A burst of light swept through the closet as the door opened. Logan fell backwards into the hallway, landing on Gene’s shoes. Louise squinted at the suddenly blinding light, blinking as her brother came into view. He was grinning down at her, his eyes flitting back between Louise and Logan.
Gene waggled his eyebrows. “I’m sorry, did I interrupt?”

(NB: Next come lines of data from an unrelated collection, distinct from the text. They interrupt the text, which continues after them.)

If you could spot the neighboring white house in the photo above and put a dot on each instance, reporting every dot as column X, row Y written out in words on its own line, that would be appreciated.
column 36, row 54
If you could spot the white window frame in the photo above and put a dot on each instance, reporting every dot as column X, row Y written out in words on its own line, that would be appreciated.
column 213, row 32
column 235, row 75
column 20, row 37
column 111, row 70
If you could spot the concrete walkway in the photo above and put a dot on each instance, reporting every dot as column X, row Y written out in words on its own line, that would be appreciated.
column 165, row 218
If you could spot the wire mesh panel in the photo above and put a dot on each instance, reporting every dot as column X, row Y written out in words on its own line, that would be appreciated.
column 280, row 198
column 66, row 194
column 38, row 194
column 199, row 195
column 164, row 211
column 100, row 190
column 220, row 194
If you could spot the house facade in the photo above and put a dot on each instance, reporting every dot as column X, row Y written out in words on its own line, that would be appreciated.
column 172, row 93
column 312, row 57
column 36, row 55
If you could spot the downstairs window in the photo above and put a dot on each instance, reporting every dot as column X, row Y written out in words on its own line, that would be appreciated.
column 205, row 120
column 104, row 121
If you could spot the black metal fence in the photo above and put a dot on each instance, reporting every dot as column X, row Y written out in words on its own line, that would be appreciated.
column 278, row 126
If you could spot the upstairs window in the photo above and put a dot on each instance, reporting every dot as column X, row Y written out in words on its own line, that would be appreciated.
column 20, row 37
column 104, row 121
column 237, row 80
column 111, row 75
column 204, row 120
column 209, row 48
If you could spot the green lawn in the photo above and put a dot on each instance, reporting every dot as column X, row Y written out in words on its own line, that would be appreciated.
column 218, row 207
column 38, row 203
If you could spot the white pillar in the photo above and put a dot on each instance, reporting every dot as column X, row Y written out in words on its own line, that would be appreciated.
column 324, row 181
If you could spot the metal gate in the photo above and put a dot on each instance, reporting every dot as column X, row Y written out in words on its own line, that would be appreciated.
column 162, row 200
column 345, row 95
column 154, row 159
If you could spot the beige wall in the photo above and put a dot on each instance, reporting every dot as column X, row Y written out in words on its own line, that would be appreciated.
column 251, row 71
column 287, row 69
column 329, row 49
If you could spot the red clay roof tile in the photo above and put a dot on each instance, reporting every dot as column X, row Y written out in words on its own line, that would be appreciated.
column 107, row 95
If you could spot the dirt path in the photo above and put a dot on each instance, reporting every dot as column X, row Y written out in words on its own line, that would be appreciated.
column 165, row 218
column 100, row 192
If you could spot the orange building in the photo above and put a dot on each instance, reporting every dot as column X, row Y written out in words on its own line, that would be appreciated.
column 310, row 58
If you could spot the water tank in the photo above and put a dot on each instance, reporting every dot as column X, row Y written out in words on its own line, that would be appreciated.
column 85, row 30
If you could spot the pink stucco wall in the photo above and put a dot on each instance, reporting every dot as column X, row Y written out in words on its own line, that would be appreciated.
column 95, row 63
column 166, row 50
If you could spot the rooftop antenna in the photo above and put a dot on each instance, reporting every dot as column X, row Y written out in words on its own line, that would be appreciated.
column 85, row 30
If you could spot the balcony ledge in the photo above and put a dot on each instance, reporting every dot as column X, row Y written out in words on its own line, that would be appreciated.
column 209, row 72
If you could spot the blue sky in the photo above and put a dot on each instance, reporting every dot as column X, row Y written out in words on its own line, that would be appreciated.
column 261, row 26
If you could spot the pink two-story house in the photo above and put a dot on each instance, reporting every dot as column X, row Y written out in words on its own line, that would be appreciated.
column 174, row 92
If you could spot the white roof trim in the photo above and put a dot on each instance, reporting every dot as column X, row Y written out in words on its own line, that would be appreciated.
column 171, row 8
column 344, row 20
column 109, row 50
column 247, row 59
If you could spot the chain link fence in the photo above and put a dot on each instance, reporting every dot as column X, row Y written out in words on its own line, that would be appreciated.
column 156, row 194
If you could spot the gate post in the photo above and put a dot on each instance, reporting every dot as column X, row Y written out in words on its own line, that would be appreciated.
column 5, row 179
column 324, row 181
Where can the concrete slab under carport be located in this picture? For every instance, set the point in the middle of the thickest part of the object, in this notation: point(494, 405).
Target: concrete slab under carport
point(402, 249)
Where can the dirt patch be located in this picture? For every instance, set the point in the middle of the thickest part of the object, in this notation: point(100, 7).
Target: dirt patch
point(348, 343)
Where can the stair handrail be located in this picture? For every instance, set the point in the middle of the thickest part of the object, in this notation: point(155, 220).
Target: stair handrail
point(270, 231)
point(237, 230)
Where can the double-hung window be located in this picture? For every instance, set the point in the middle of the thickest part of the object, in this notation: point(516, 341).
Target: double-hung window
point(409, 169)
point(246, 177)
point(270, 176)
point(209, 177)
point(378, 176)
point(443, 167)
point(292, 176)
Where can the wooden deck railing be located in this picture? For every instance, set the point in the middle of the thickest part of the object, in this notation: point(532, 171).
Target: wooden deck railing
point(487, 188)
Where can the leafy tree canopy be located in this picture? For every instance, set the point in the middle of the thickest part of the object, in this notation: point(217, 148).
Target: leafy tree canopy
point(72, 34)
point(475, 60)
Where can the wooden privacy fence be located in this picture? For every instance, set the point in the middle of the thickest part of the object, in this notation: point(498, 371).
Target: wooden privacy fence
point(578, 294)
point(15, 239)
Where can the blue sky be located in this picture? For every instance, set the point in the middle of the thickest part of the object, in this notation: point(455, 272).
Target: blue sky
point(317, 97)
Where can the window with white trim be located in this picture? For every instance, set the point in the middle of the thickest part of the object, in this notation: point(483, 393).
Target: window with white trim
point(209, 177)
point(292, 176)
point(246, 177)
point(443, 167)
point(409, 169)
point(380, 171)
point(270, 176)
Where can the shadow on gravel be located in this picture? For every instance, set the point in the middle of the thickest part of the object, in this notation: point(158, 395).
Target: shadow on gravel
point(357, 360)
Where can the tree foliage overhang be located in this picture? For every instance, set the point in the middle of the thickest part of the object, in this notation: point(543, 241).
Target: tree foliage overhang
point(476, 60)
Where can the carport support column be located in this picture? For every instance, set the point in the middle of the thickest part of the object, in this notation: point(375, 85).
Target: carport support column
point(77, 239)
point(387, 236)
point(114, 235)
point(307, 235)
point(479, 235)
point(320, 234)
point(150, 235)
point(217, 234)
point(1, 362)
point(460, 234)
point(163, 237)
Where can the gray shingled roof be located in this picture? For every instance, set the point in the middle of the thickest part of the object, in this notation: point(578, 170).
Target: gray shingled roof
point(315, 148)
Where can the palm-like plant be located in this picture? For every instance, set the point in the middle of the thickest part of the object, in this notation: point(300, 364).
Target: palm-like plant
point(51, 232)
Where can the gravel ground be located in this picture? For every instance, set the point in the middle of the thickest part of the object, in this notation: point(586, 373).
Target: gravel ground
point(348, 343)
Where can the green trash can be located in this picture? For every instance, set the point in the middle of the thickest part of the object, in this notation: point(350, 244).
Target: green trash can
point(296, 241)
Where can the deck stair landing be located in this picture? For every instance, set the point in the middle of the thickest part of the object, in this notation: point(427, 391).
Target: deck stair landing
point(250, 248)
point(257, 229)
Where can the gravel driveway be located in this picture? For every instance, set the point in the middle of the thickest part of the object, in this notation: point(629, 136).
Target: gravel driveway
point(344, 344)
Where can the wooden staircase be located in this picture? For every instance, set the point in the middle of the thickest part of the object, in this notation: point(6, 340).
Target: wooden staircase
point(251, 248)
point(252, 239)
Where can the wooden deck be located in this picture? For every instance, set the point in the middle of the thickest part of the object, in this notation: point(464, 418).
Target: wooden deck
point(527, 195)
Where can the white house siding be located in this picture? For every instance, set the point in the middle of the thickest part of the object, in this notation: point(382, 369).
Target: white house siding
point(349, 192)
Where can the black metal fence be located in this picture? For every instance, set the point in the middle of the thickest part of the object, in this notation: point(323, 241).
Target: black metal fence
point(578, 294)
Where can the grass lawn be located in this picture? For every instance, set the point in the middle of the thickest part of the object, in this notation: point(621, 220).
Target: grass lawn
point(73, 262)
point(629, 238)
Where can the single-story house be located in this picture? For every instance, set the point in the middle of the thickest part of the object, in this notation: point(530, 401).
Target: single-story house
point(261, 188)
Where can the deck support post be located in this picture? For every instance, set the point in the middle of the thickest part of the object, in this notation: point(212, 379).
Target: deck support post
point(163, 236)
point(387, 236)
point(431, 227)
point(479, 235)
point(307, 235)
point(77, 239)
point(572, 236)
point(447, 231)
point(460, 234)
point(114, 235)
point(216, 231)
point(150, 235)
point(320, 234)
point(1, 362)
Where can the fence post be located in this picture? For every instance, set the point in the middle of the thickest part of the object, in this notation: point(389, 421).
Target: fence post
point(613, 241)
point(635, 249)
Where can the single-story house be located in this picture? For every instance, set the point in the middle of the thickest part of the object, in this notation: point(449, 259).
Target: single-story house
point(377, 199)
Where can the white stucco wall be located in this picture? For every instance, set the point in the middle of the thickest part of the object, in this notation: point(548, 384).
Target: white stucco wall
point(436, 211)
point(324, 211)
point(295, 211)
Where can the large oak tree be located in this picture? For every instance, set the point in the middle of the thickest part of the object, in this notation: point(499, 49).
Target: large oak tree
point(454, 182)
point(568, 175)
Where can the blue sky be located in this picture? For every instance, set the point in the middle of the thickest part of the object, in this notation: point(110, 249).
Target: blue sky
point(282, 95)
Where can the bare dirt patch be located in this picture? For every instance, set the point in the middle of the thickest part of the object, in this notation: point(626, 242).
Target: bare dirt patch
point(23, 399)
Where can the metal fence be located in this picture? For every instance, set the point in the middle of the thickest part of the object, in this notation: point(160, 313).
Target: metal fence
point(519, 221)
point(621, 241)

Logan sat up and locked eyes with Louise for only a brief second, yet in that moment, an understanding passed between them. Their conversation had never happened. Logan had never apologized and tried being vulnerable. Louise had certainly not been open to listening and new potentials. The fleeting instance of being normal had never happened. It was simply a glitch in the universe.
Louise stood up quickly and stepped over Logan, ignoring his outstretched hand for help. “You only interrupted the worst form of torture. What took you so long?”
Gene put a hand on his hip. “I’ll have you know, I had to catch up with a very important friend of mine. Mr. Branca, who gave me the keys.”
Logan hoisted himself up and brushed off his jeans. He stepped past Louise and into the hallway, sparing Gene a swift glance. “I guess I should thank you, but I’ve vowed to never thank a Belcher.” He turned to Louise, gave a curt nod, and said, “Later, Four Ears.”
Gene and Louise watched him walk away, rounding the corner and disappearing. Her brother wrinkled his nose at the sight. “You’re right, sis. I should’ve been quicker. You were stuck with that for an hour.”
It had been a whole hour? Louise hadn’t even realized. She shook her head, hoping that all thoughts of the weird moment she had with her enemy would fall out of her memory. “Yeah,” she muttered. “It sucked.”